I spent the summer of 1993 in Idaho while attending the University of Idaho, as a packer and guide for St. Joe Hunting and Fishing camp, now known as St. Joe Outfitters and Guides. Will and Barbara Judge tutored me in the skills necessary to be a proficient backcountry horseman. For that I am eternally grateful. Here is a story that ranks as one of the strangest occurrences I have seen in the backcountry.

I’d just returned from packing in groceries and propane on horseback with a 6-horse string from the trailhead downstream on the St. Joe River. We didn’t have any clients in camp and it was about an hour or two before dark. I had unsaddled and fed all the horses. I was walking back to the lodge and saw a coyote in a large clearing on the way back to the main camp from the horse corral. The coyote was barking at the tree line and acting pretty agitated. About 500 yards to the left along the river a couple of horse campers had set up camp and had staked out their horses. I figured they were close to the coyote’s den and that’s what had the coyote agitated.

As I walked closer to the coyote, it would look over its shoulder at me, then turn and look at the tree line and yip and bark. It did this three times. Each time it barked and looked away from me I moved closer. Pretty soon, I was 50 yards from this coyote. As it looked over it’s shoulder one more time, a cougar came bursting out of the trees, after the coyote. The song dog just about turned inside out and ran to my right, directly through the Lodge compound, between the lodge and the clothesline, and out the front gate with the cat right on it’s tail.

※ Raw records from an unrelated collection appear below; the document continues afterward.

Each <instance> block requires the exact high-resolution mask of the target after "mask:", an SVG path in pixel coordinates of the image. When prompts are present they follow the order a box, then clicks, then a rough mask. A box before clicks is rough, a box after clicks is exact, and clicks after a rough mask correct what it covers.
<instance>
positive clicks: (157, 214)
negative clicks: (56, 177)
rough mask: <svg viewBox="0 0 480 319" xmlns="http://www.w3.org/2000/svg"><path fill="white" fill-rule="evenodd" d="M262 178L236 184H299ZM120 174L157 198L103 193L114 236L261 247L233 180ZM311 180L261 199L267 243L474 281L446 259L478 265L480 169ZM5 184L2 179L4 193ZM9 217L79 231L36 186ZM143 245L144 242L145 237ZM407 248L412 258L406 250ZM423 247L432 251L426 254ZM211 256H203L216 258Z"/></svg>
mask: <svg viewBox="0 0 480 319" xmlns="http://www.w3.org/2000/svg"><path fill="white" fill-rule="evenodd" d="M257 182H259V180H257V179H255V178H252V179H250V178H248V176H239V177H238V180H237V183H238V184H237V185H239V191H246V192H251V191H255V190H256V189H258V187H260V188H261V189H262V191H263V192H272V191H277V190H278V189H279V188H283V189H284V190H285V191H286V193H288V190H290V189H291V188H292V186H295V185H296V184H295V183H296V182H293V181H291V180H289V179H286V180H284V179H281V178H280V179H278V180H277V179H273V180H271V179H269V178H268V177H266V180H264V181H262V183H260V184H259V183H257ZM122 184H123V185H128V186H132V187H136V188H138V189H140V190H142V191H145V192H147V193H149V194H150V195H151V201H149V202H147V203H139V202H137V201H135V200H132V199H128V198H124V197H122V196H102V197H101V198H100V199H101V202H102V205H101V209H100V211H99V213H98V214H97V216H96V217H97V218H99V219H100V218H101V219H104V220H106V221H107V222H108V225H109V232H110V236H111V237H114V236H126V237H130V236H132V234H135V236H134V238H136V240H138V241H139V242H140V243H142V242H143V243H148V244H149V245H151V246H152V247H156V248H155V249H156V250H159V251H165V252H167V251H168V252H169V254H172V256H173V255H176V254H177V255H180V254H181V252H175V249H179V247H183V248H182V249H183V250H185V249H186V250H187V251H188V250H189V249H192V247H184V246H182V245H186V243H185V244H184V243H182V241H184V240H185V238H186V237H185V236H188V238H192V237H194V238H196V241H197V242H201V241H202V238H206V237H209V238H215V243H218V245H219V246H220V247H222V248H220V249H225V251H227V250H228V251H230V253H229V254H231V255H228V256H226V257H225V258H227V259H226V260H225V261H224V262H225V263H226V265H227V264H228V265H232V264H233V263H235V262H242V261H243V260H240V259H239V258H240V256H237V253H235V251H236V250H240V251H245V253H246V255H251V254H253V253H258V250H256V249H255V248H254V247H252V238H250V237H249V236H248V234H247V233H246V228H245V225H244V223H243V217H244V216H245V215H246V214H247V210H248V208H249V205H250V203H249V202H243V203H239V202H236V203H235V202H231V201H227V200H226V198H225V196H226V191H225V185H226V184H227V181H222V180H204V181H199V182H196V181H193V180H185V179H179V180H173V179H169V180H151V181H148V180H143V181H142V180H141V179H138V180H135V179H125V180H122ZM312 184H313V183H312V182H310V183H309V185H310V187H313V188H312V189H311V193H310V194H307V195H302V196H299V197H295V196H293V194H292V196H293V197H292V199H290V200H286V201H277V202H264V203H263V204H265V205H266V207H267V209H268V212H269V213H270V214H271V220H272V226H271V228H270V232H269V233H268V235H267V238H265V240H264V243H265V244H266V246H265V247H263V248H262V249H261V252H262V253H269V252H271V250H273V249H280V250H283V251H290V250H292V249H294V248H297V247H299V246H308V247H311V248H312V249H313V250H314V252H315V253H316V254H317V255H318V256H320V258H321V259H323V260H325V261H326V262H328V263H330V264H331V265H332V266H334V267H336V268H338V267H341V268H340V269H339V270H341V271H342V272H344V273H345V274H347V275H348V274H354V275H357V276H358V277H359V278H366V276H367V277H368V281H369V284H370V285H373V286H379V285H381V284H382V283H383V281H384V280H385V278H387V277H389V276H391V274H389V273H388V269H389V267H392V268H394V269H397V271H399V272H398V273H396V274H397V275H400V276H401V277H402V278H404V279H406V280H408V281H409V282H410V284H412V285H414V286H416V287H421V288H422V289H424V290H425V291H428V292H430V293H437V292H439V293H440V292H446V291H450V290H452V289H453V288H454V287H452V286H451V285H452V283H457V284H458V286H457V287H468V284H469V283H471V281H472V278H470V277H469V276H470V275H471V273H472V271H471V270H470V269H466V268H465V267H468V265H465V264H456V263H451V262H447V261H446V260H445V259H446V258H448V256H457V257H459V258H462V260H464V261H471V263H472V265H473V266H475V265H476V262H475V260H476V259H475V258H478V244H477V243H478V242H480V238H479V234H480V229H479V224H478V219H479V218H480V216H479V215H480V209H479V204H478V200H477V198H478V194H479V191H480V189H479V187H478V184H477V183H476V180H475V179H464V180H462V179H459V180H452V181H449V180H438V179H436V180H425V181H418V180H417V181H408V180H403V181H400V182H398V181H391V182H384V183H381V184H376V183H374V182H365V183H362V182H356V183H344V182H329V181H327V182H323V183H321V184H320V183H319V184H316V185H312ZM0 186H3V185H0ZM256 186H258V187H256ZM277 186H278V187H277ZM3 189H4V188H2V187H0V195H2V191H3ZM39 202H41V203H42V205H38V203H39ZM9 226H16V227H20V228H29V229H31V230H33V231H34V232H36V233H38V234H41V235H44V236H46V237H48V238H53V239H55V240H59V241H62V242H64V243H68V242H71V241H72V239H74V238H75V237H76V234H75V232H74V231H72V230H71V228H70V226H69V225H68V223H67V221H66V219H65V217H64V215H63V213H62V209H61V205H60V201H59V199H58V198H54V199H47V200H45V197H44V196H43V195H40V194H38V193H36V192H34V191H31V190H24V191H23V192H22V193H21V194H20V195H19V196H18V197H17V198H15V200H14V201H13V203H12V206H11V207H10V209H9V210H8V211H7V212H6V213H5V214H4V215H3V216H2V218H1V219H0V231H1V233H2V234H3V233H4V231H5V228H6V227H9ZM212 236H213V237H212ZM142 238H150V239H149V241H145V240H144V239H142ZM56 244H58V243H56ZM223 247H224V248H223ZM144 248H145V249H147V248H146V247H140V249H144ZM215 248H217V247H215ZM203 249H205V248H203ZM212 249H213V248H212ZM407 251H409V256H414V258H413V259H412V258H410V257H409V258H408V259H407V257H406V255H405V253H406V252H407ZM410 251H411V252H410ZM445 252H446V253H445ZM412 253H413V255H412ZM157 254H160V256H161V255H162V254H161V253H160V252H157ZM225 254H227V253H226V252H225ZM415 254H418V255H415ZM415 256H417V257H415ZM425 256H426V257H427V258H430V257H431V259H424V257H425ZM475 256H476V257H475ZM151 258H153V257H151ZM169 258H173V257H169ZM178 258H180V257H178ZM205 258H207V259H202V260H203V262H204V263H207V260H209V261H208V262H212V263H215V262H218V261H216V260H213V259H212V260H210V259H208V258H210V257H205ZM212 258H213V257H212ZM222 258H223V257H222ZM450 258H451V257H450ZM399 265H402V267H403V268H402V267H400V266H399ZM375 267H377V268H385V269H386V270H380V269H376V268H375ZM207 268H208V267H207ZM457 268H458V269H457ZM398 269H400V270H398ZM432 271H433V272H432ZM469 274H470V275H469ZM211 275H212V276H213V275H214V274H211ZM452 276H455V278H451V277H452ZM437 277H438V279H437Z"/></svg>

I was standing there amazed at what I had just seen. Two secretive animals had just been seen feet from where we slept each night. It was then that I realized that it was as wild and untamed a place as I might ever be, despite the 70-year-old log buildings we used as our headquarters.
 
You made foot contact with an MF’ing big cat?! That’s a rad story now that you’re away from the beast, safe and all.
As i felt my balance wain with the effort of the kick, with barely grazed the cat, I immediately regretted my decision, but thankfully it was blinded by the spotlight and didn't capitalize the one moment of weakness.
 
As i felt my balance wain with the effort of the kick, with barely grazed the cat, I immediately regretted my decision, but thankfully it was blinded by the spotlight and didn't capitalize the one moment of weakness.
The bar version I’m reading here between the lines is “I kicked the sumbitch right square in the kisser and it let loose the squeal of a thousand hell-bound banshees then ran off into the darkness to lick its wounds.”